Hijo de una pareja de judíos polacos corridos por los nazis, Roland Topor nació en París en 1938. Dibujante precoz (su padre, marroquinero de profesión, también dibujaba), estudió Bellas Artes, pero pronto zafó del sistema: se fue a las revistas de humor y a los veinte publicaba, hacía tapas en Bizarre y Hara Kiri. Del ‘60 es su primer libro de dibujos, Los masoquistas, que ya marca la tendencia, pues nace clásico. Blanco y negro y sombreado a pluma para imágenes oníricas, atroces, de oscura serenidad: la muerte, el sexo y el cuerpo como las obsesiones permanentes. Con Copi y Reiser, cada uno en lo suyo, Topor renueva el humor gráfico de su revulsivo tiempo fundante: los ‘60.
Durante las décadas siguientes –Topor murió en 1997, a los 59 años– publicó una veintena de volúmenes de dibujos reunidos en sucesivas obras temáticas –La cadena, Toxicología, Pánico, El arte de morir–, y en antologías como Mundo inmundo o la realizada en Alemania y Francia –por Albin Michel– en 1985. No cabe todo lo que hizo. Ilustró, además, obras de Lawrence Durrell, Tolstoi, Anatole France, Arrabal y el Pinocho de Collodi, mientras realizaba dibujos animados –Los caracoles, El planeta salvaje (que ganó Cannes en 1973)– junto a René Laloux. Escribió también para el teatro y el cine, actuando incluso –está junto a Klaus Kinski en el Nosferatu de Herzog– y fue un notable narrador: su primera novela, Le locataire chimerique, de 1964, fue llevada al cine por Roman Polanski, un alma melliza si no gemela, en El inquilino de 1976.

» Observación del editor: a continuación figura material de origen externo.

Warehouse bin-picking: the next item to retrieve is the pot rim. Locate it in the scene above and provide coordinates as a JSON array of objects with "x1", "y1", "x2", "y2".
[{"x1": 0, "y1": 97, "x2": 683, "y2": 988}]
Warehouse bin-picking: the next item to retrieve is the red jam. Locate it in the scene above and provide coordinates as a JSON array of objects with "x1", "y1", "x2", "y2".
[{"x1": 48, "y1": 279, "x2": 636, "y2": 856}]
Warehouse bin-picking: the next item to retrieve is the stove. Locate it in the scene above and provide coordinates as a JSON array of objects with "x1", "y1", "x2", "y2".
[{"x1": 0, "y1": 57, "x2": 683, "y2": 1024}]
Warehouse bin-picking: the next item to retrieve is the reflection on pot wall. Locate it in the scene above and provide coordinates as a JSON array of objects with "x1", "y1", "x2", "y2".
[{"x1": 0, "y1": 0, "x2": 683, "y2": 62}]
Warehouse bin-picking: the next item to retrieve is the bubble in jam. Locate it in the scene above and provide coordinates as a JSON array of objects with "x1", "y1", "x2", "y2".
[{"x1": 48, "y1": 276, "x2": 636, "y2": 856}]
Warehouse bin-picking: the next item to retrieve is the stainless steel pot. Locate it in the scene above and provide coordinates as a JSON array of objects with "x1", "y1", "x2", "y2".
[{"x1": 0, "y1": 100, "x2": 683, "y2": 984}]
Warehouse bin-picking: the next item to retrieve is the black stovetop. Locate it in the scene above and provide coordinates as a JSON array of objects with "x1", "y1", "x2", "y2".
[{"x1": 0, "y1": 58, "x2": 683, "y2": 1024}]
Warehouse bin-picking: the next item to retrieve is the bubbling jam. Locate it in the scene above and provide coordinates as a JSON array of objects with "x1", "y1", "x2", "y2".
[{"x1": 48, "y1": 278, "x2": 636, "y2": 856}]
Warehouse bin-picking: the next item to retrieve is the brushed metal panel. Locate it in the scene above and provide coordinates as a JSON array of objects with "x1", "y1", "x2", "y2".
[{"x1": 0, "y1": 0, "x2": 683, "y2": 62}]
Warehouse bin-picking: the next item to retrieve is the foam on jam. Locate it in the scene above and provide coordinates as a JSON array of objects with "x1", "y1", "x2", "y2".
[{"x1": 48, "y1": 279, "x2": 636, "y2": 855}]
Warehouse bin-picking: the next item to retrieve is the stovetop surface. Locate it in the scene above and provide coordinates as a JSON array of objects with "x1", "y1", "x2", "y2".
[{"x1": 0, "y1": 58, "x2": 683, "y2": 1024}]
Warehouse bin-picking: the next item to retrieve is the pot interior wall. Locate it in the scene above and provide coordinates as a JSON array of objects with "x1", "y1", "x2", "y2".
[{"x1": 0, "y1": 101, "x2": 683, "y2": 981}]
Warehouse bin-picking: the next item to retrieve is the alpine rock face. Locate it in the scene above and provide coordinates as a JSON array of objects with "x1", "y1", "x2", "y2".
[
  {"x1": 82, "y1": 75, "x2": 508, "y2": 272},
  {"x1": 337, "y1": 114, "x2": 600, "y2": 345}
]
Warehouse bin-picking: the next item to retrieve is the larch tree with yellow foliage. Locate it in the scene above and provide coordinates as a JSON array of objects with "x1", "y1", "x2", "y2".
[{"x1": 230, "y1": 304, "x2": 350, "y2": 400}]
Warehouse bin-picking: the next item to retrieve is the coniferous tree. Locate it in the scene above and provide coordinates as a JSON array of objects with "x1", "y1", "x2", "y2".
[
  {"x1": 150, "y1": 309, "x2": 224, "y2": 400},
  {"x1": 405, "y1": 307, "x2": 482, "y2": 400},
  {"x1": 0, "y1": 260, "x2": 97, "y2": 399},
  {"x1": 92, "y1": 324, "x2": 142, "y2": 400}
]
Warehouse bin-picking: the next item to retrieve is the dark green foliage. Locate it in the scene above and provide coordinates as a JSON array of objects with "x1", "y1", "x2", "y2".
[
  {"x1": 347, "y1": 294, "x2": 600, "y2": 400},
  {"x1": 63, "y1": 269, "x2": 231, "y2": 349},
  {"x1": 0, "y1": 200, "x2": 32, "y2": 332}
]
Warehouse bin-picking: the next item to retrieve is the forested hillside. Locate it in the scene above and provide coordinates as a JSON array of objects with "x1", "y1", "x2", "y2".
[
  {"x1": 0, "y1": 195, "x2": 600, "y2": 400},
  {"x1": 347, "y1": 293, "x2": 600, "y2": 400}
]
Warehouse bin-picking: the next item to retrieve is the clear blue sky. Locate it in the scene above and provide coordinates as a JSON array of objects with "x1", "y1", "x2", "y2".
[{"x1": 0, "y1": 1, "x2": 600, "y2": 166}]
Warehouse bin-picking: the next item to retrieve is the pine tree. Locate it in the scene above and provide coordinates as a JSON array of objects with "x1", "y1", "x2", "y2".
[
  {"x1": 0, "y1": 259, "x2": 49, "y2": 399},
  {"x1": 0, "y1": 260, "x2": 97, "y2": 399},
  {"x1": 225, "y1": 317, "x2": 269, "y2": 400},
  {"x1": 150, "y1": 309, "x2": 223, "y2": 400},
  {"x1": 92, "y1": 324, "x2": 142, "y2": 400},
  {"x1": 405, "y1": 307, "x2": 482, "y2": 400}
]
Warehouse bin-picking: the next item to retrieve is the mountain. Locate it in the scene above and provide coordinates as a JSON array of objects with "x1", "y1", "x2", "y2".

En la Argentina no lo editaron nunca; lo hemos leído de ojito en ediciones españolas. En 1972 apareció Mundo inmundo, una antología de sus dibujos en la colección La Nariz, de Planeta, que dirigía Alvaro de la Iglesia; el increíble La cocina caníbal lo tradujo Mondadori en el ‘80 y El quimérico inquilino, Valdemar Ediciones, en 1987. Hacia mediados de los ‘90, la aparición en España de los relatos satíricos de Acostarse con la reina, publicado por Anagrama en Contraseñas, produjo todavía un módico escándalo. Pudo morirse tranquilo: jodió hasta el fin.